Brent crude declined from the highest closing price in seven sessions as the U.S. and Iran extended nuclear talks to July 1. West Texas Intermediate was down in New York.
Futures fell as much as 0.8 percent in London, reversing an earlier gain, as investors weighed the outcome of the OPEC meeting Nov. 27 and the nuclear talks, which were originally due to conclude today. Negotiators from Iran, the U.S. and other world powers will now seek a political deal by March 1, with a deadline of July 1 to agree on details, according to officials present at negotiations in Vienna.
Oil is trading in a bear market as the U.S. pumps at the fastest rate in more than three decades and demand growth weakens. Some OPEC producers are resisting calls to reduce supply while Venezuela and Ecuador seek action to support prices ahead of discussions in Vienna.
“Vienna will be the capital of oil headlines throughout the week but the outcome both of the nuclear negotiations and OPEC are hard to predict,” Olivier Jakob, managing director of Zug, Switzerland-based researcher Petromatrix GmbH, said by e-mail. “The result of the OPEC meeting is dependent on the result of the Iran negotiations,” meaning an extension of talks could also result in OPEC delaying its decision, he said.
Brent for January settlement was down 18 cents to $80.18 a barrel on the London-based ICE Futures Europe exchange at 1:30 p.m. local time. It earlier gained as much as 0.6 percent to $80.85. Futures closed at $80.36 on Nov. 21, the highest since Nov. 12, marking the first weekly advance since September. The European benchmark crude traded at a premium of $3.88 to WTI.
WTI for January delivery lost 21 cents to $76.30 a barrel in electronic trading on the New York Mercantile Exchange. The contract climbed 0.9 percent last week to $76.51 a barrel. The volume of all futures traded was about 38 percent below the 100-day average for the time of day. Prices have declined 23 percent this year.
Negotiators have been warning for days that extending the yearlong talks over Iran’s nuclear program may be necessary because of the major disagreements between the sides. The new timeframe emerged as U.S. Secretary of State John Kerry and envoys from his P5+1 partners -- China, France, Germany, Russia and the U.K. -- ended a meeting with Iranian Foreign Minister, Mohammad Javad Zarif, and European Union envoy, Catherine Ashton, in the Austrian capital.

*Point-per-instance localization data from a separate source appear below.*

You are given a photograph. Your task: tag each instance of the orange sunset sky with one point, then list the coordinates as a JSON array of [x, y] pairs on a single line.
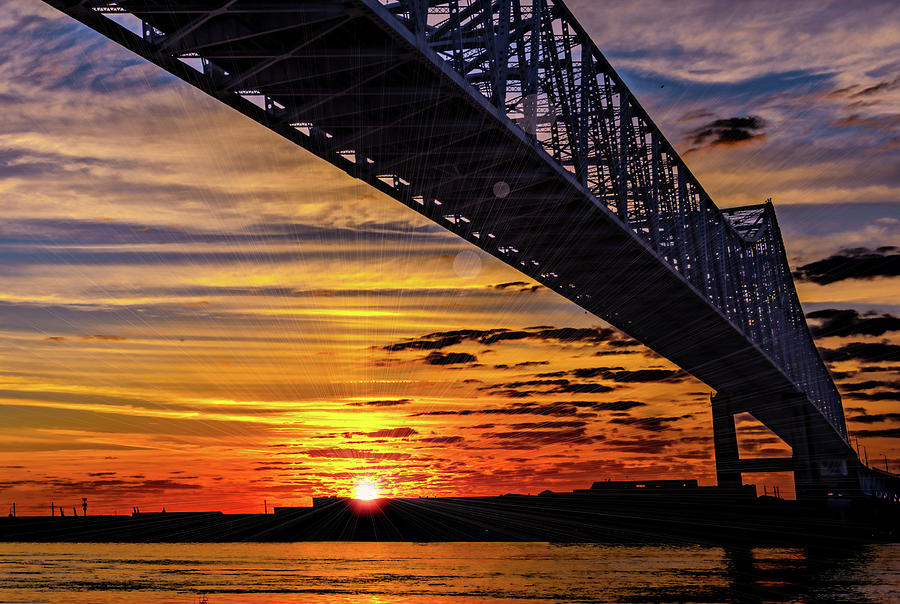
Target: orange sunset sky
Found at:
[[196, 314]]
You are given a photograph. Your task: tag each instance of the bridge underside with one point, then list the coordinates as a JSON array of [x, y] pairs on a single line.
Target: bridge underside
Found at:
[[343, 79]]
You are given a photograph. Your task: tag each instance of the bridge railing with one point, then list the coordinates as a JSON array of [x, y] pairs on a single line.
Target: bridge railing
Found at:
[[535, 63]]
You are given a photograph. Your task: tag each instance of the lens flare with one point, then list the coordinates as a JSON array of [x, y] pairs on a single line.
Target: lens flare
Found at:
[[365, 491]]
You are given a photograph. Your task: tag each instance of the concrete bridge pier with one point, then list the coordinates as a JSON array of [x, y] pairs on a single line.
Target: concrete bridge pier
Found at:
[[814, 476]]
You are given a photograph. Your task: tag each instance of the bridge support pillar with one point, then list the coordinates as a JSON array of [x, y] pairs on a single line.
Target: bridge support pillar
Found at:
[[728, 474], [808, 483]]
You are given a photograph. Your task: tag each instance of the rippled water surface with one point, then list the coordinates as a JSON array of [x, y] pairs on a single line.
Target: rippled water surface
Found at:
[[442, 572]]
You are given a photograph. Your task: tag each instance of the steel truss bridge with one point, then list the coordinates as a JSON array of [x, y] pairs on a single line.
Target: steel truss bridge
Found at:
[[501, 121]]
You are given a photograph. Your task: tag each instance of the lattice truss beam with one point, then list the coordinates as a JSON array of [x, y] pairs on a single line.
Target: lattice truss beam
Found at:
[[533, 62]]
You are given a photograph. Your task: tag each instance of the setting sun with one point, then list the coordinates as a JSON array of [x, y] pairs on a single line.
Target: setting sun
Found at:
[[365, 491]]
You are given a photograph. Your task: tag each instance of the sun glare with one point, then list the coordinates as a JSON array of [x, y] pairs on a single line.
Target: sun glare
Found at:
[[365, 491]]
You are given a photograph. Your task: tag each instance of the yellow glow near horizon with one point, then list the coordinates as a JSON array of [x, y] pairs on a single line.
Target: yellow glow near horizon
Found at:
[[365, 491]]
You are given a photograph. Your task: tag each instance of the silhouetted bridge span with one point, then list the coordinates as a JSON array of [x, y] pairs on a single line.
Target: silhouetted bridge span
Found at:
[[502, 121]]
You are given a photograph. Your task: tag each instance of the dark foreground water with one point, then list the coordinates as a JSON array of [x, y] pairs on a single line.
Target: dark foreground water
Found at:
[[443, 573]]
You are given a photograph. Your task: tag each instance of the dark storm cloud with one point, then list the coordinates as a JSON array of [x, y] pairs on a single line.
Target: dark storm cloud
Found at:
[[522, 364], [564, 335], [450, 358], [518, 286], [442, 440], [647, 446], [61, 233], [130, 487], [651, 424], [618, 406], [385, 433], [582, 389], [855, 263], [547, 425], [532, 438], [848, 322], [558, 409], [340, 453], [870, 352], [880, 369], [869, 385], [728, 131]]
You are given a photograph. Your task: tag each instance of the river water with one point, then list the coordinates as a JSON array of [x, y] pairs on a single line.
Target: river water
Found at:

Iran says its nuclear program is solely for energy and industrial uses. A year-old interim accord, aimed at ending Iran’s isolation from the U.S. and its allies by restricting its nuclear ambitions in exchange for sanctions relief, was set to expire at midnight.
Iranian Oil Minister Bijan Namdar Zanganeh may propose a cut of 1 million barrels a day in OPEC output when he meets Saudi Arabia’s Ali Al-Naimi, according to Iran’s state-run Mehr News agency. An official at Iran’s oil ministry didn’t comment on the report when contacted by phone yesterday. OPEC will focus on supply and demand at its meeting, Suhail Al Mazrouei, the energy minister of the United Arab Emirates, said in comments on Twitter.
The days are long gone when OPEC could almost guarantee consensus when deciding output levels, according to Abdullah Bin Hamad Al Attiyah, the former Qatari oil minister who participated in the group’s policy meetings from 1992 to 2011. There’s an oversupply of about 2 million barrels a day, while global economic growth is below expectations, he said in a phone interview on Nov. 19.
The Organization of Petroleum Exporting Countries, which supplies about 40 percent of the world’s oil, produced 30.97 million barrels a day in October, exceeding its collective target of 30 million for a fifth month, data compiled by Bloomberg show.
Russia might coordinate a production cut with OPEC next year to boost crude prices, Kommersant reported. The nation may agree to reduce output by 15 million tons, or about 300,000 barrels a day, next year, the Moscow-based newspaper said, citing unidentified people close to the government. OPEC would in turn commit to a reduction of about 1.4 million barrels a day, it said.
Hedge funds turned less bullish on WTI, reducing net-long positions by 4.1 percent in the week ended Nov. 18, U.S. Commodity Futures Trading Commission data show. Outstanding futures contracts fell to the lowest level in more than two years.
On Brent, hedge funds cut bullish bets for the first time in four weeks, according to data from ICE Futures Europe. Speculative bets that prices will rise, in futures and options combined, outnumbered short positions by 61,169 lots, the exchange said today in its weekly Commitments of Traders report.
(An earlier version of this story corrected the name of Iran’s oil minister.)